Comentário de Mercado

SOJA – CBOT chega ao intervalo desta manhã de terça-feira com alta de 3 cents, a U$ 12,66, buscando certa recuperação depois de perdas superiores a 20 pontos na jornada anterior. Os ganhos, porém, são limitados pela boa arrancada da colheita norte-americana e pelos temores sobre a economia global gerados pela crise no setor imobiliário chinês.
– A colheita da safra de soja dos EUA chega a 6%, informou o USDA no final da tarde de ontem. Na mesma época do ano passado, o índice era de 5% e, na média histórica, de 6%. As áreas tidas como boas/excelentes ganharam um ponto e somam 58%, ante 57% da semana passada e 63% de um ano atrás.
– O levantamento mostra que 58% das lavouras entraram em maturação, ante 56% da mesma data do ano passado e 48% de média histórica.

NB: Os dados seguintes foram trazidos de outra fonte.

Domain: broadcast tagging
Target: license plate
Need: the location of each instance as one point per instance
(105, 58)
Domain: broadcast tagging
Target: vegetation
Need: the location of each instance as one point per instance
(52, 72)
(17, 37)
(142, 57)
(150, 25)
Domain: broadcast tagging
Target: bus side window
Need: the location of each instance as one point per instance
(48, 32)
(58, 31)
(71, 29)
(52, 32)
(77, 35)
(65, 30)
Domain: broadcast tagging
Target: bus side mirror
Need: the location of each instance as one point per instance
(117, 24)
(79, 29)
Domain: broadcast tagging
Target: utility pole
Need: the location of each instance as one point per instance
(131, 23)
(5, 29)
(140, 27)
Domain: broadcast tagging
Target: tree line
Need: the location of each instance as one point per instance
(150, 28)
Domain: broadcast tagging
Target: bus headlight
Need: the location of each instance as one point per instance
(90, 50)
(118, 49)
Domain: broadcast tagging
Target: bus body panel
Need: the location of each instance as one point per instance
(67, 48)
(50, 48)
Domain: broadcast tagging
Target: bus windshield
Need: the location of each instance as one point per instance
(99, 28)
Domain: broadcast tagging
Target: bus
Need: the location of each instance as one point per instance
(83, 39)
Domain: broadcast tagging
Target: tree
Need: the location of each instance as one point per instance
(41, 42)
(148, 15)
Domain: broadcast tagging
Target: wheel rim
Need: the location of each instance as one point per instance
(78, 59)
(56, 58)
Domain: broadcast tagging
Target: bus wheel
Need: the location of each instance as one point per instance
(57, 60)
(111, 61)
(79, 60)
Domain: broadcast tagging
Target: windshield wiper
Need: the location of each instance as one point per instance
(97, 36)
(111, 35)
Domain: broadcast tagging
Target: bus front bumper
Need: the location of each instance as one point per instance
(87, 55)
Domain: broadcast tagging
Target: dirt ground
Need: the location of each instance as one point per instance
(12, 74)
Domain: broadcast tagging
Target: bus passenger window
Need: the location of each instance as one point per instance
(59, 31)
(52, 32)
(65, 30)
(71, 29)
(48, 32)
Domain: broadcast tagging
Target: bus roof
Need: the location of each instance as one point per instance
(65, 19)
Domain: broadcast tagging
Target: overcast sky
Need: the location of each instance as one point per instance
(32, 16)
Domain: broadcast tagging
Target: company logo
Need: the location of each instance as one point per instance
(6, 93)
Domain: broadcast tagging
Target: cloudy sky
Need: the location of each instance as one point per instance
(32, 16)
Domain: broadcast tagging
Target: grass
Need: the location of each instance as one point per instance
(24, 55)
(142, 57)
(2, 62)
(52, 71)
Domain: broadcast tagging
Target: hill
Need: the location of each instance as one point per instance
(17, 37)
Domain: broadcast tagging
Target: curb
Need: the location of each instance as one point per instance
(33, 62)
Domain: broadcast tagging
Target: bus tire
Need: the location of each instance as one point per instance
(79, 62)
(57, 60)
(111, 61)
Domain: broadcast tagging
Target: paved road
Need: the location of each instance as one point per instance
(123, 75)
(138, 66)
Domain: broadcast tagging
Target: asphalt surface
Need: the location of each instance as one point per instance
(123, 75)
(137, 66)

– A crise financeira do grupo chinês Evergrande, que tem dívidas superiores a U$ 300 bilhões, vem afetando os ativos financeiros e os preços das commodities em todo o mundo. Há temores de que um possível recuo no ritmo de crescimento da economia local tenha implicações negativas sobre a importação das mais variadas matérias primas, incluindo soja.
– As exportações brasileiras de soja somam até aqui, em setembro, 3,24MT, informa a SECEX. No acumulado desta temporada, o volume chega a 80,8MT, ante 79,5MT do mesmo período do ano passado.
– Internamente, mercado segue lento, com baixo volume de negócios. Prêmios são cotados entre 215/230 nos portos. Indicações de compra no oeste do estado na faixa de 168,00/169,00; negócios pontuais para indústrias locais podem ter ágios de R$ 2,00/3,00 por saca. Em Paranaguá, indicações entre R$ 172,00/173,00 – dependendo de prazo de pagamento e, no interior, também do local e do período de embarque.

MILHO – CBOT chega ao intervalo desta manhã com queda de 1 ponto, cotada a U$ 5,20/dezembro. Preços são contidos pelo avanço da colheita norte-americana e pelos temores relacionados ao cenário econômico global.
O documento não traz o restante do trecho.